Richard A. O'Keefe ok@atlas.otago.ac.nz
Tue, 6 Mar 2001 10:48:19 +1300 (NZDT)

	Really interesting results.  What you have shown here, though,
	does not seem to be that DOM API is terribly bad for memory savings.
	Rather, it seems to show that DOM implementations should use shared

If you follow the letter of the DOM specification (the CORBA IDL, not the
Java and Javascript bindings) that is not *allowed*.

I think you may have overlooked one point I made, which is that the
DOM flatly and unconditionally *requires* that strings be sequences of
16-bit characters.  That's a factor of two overhead in space, even if
a DOM implementation *were* to use shared strings.

I think you may also have overlooked that for some kinds of documents,
there is a substantial saving to be made from sharing attribute
triples (Name,Type,Value), which the DOM forbids.  Not "the DOM does not
require" or "the DOM does not discuss", but "the DOM *forbids*".  You
cannot have shared attribute nodes and still call your interface "DOM".

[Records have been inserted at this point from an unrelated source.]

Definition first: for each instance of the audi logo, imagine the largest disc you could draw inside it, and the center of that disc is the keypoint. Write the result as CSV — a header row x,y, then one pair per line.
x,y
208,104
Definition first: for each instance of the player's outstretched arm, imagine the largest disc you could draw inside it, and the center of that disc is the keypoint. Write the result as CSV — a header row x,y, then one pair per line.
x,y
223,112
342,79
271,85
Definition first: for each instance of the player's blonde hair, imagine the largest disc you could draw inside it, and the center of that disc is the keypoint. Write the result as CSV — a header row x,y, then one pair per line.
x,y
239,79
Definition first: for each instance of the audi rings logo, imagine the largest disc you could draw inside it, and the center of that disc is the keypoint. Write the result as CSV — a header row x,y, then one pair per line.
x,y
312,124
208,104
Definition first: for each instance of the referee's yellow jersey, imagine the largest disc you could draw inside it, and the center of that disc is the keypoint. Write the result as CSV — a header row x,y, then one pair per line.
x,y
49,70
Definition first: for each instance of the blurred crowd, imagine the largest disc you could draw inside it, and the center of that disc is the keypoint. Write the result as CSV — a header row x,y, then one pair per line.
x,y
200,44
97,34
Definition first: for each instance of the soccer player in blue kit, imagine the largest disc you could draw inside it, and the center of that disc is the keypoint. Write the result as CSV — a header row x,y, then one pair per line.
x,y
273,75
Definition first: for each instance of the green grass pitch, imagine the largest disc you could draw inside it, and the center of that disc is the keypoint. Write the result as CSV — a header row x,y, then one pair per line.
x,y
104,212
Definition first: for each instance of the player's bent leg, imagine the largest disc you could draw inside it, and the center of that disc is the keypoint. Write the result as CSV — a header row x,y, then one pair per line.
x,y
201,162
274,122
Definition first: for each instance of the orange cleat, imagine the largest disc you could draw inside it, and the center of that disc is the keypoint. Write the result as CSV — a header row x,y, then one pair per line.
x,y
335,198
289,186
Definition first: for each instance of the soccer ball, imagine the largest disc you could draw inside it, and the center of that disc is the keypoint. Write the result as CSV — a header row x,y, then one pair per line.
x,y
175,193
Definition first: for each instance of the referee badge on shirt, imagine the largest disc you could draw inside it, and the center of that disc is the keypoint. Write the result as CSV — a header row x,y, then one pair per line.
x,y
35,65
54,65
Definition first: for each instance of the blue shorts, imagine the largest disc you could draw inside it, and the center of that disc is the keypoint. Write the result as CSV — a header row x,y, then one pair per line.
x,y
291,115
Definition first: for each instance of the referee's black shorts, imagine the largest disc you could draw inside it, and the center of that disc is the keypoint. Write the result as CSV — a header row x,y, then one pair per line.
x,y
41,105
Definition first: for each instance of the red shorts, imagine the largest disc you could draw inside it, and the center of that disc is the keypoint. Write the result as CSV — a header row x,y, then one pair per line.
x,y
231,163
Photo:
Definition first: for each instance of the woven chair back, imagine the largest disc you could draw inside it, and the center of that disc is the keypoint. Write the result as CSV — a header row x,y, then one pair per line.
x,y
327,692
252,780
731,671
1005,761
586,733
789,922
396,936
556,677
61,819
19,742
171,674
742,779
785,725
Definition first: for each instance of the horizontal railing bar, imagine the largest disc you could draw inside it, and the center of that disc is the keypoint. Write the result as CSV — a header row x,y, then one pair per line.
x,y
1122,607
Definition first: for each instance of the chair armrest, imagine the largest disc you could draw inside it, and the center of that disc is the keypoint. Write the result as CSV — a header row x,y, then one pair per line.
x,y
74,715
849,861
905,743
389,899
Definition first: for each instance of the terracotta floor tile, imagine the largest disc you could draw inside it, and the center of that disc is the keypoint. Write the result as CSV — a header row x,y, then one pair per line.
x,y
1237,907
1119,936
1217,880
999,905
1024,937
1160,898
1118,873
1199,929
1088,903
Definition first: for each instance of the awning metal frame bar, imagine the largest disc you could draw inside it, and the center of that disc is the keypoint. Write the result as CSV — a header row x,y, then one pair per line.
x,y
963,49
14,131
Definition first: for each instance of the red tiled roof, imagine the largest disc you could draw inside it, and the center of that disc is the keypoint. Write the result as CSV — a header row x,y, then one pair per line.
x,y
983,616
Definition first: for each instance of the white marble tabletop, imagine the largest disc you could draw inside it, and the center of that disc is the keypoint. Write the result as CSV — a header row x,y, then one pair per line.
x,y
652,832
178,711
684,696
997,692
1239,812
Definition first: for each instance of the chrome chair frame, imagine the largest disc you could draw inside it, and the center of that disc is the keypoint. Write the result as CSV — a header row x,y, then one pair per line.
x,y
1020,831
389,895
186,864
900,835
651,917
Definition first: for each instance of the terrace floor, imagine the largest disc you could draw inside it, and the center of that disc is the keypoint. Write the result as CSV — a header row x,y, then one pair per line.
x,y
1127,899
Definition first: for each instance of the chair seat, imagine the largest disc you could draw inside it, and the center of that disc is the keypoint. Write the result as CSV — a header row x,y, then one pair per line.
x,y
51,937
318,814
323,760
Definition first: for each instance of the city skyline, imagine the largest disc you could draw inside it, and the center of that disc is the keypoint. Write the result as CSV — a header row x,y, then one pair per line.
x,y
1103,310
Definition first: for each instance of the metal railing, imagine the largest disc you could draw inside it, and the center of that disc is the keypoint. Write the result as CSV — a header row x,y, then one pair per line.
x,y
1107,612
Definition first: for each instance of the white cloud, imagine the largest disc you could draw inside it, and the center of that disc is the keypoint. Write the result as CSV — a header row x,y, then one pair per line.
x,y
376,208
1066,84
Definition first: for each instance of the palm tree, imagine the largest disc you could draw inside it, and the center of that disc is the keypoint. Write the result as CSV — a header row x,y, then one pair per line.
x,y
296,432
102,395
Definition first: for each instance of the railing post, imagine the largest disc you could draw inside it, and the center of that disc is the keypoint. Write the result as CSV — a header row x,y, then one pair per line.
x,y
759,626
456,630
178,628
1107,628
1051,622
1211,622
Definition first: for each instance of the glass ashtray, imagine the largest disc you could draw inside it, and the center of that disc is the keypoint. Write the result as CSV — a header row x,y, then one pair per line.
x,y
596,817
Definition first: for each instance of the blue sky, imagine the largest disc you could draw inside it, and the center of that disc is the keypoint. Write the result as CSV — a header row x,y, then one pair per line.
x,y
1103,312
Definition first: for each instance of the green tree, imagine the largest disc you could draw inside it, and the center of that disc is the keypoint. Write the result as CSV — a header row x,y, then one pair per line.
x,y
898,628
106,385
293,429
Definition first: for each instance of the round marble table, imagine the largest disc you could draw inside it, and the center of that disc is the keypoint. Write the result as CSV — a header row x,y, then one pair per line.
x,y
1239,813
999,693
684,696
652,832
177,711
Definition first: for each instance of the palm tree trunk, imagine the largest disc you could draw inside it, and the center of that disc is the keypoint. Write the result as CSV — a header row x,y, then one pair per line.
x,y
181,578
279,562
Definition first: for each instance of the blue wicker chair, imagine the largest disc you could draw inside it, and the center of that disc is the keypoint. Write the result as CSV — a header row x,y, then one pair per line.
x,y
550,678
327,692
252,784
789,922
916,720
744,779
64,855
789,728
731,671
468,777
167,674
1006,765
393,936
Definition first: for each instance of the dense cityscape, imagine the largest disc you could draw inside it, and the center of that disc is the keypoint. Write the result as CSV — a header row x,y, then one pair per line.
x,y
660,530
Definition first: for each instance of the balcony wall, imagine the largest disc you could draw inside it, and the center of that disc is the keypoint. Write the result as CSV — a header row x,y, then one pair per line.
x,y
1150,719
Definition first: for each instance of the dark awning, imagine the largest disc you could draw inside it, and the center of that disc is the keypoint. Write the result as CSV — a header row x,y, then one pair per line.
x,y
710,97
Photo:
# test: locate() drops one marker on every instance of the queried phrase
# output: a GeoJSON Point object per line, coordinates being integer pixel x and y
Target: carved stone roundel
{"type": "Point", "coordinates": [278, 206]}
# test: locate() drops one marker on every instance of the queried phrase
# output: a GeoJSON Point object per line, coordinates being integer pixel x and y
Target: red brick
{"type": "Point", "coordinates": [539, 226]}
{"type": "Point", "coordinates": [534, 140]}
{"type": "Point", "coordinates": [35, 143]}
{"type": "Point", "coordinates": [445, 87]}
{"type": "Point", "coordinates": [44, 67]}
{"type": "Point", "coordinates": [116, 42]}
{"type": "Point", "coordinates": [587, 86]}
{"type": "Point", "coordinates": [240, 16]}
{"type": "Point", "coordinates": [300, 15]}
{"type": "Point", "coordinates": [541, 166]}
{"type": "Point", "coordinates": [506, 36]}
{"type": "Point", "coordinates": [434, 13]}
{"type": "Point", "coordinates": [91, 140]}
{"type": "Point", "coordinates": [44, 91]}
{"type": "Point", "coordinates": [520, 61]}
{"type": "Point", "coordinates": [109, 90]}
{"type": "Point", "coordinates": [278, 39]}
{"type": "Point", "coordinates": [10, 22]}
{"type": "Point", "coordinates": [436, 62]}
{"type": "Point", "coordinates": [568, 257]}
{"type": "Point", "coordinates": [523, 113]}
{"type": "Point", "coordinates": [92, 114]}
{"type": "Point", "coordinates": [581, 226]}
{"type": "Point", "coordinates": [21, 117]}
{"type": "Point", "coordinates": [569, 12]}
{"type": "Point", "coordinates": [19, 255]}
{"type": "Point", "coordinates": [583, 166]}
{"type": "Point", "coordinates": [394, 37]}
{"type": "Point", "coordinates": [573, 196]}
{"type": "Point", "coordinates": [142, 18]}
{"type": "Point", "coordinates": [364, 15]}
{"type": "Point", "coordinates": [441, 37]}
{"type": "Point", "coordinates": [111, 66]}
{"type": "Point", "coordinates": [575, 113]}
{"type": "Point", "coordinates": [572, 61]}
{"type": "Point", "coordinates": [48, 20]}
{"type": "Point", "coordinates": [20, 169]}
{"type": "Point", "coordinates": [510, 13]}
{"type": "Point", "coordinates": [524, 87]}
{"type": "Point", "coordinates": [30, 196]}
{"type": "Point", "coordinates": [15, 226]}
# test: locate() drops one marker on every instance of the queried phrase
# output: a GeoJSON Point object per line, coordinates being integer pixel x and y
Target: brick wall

	(1) If you look at the first result, and assume that you were
	using shared strings for DOM -- it would save nearly 1 meg.  In
	fact, if Java DOM used shared strings, it would be far more
	memory efficient than the non-shared case.. This holds for the
	rest of the examples as well.

In fact the space overheads for Java are considerably worse than that.
A Java object typically has 2 words of overhead.
A Java String object has 4 words of local data.
One of those words is a pointer to an array of Unicode characters.
(The idea is if you chop a string into substrings, the space cost per
substring is constant.)
An array of n Unicode characters will be (3 + ceiling(n/2)) words long.
The total is thus 36+4*ceiling(n/2) bytes for a string, where I assumed
4+4*ceiling(n/2) bytes.

To implement unique strings in Java would add to the space overhead
per string.

Having read the ECMAscript standard and Netscape's Javascript Reference
manual, it is clear that the space overheads for Javascript strings must
be comparable.

Note that in Java, string operations are guaranteed to return new objects,
so it is possible for a Java program to *tell* whether strings are shared
or not.  So it really isn't clear whether/how much sharing is allowed.

	(2) I noticed that DOM's memory use for attributes is bad.  But it uses
	always about 3 times as much as the unshared model.  Again, this
	seems to show that it is sharing which has more effect than the fact
	one is following the DOM API spec.
Yes, but the DOM treats attributes (Name,Value) like any other kind of
node.  Every attribute node knows which Element node owns it; no kind
of sharing is allowed AT ALL.  To follow the DOM API spec *is* to refuse
to share attribute nodes.  I suggest reading the DOM specification.

	These observations lead to the following conclusion:
	While DOM API is not designed for writing memory efficient apps,
	the biggest problems in Java DOM stem not from the
	API spec, but the underlying implementation.

Three kinds of item:
1) strings
   Requiring that strings be sequences of 16-bit characters rather than
   UTF-8 or TR-8 encoded guarantees AT LEAST A FACTOR OF TWO compared
   with a more compact representation, even if strings are shared.

2) attributes
   AT LEAST A FACTOR OF TWO space cost would be incurred by all the
   cross-links you need to store, even if the DOM allowed sharing,
   which it doesn't.

3) elements
   AT LEAST A FACTOR OF TWO space cost would be incurred by all the
   cross-links you need to store, even if the DOM allowed charing,
   which it doesn't.

So AT LEAST A FACTOR OF TWO space cost is due simply to the requirements
of the DOM, however clever the implementor might be.  You *can't* match
the results I quoted and still have something even close to the DOM.

	    You might ask me, how do you know if Java does not use
	shared strings?

I don't think you noticed the word "estimate".  I was careful to say that
the "DOM" numbers, unlike the others, were NOT measured, but estimated.
(As it happens, I have a DOM in C which I wrote to be sure I understood it,
but once I had, the measured time overheads convinced me not to use it.)

In fact I did not account for all the overheads in Java.  The figures for
a Java implementation of the DOM would be considerably worse.